I found grade 10 quite engaging. Of course, being a mandatory class, some students didn’t really want to be there. However most seemed to enjoy the more relaxed atmosphere and opportunity to stretch creativity and skill. Since I’m teaching the single course, I’m struggling with which lessons I still want to complete. And also the timeline. Because last year seemed to crawl. Of course it was a play year and the holidays also disrupted my once a week class. This year I’m hoping for more sessions and more productivity. And I will have two separate days per week instead of a double class so if a student misses one class, she won’t miss the entire week. Whew!

One goal is to improve differentiation. I consider myself a partial-choice educator (I believe there’s more in a previous blog post (I will have to add more categories); but, basically, it means that I offer them choices in material, subject, and methods, whenever I can. Occasionally, I offer total choice. I also discourage cookie-cutter results. There are always some students who want to reproduce a Pinterest project, but that’s discouraged. Or at least I encourage them to take it to the next step or decide how to make it their own and original.

I’ve been engaging in quite a lot of PD in the summer 2019. The Art of Education conference and STEAM Conference were both held online. Teach with Tech was a 3-day online event, too.

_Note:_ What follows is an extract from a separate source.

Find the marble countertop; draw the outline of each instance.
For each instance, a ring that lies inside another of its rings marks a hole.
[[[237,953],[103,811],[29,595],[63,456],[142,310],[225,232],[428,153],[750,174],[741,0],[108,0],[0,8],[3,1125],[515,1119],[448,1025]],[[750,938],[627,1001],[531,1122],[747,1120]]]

I also attended MakerEd, in person. As well as other webinars, videos and sites. One site that I decided to join (in addition to the ArtofEducation.edu) is Sarah Crowther’s https://theartyteacher.com. Last year I won a set of Hundertwasser stamps from her and had intended to introduce students to one of my favourite artists – definitely going to happen this year! I may even bring in my poster that advertised an art show in Israel, with Hebrew text. I can see extending a history lesson with either painting or constructing a cityscape.

Now, back to differentiation. After reading a post by Sarah Crowther, and based on my own studies of Special Education (I have two additional qualifications), I realize that I could combine choice and differentiation to suit the needs of diverse students. I’ve already done some good work, taking into account student interests and designing new units to suit what they want to explore. I sometimes offer an alternate method and materials for students who need it – for example, some students can’t hold scratch art tools or are so sensitive that they are bothered by the sound, so I allow them to work with Sharpie, to achieve tones using different marks. What I do need to do more of is chunk lessons, have more regular conversations and written reflections, to keep everyone on track. 

I like Sarah’s suggestion of having on hand more challenging tasks for those who already have the aptitude. Don’t give easier tasks to students, so as not to embarrass them, but challenge. Also offer extra, optional tasks from a menu that ties in to the current unit. Include “a wide variety of practical and more research-based basks so that it appeals to a broad range of students.” (https://theartyteacher.com/what-is-differentiation-in-art) She also suggests getting students to suggest tasks. 

Sarah suggests having students revisit feedback on assignments so that they will respond to your suggestions. So at the beginning of a new project, I can ask students to keep in mind previous feedback and in the final reflection for the current one, describe how they have upped their game based on what you suggested.

​I’ll have more goals based on my summer PD in another post.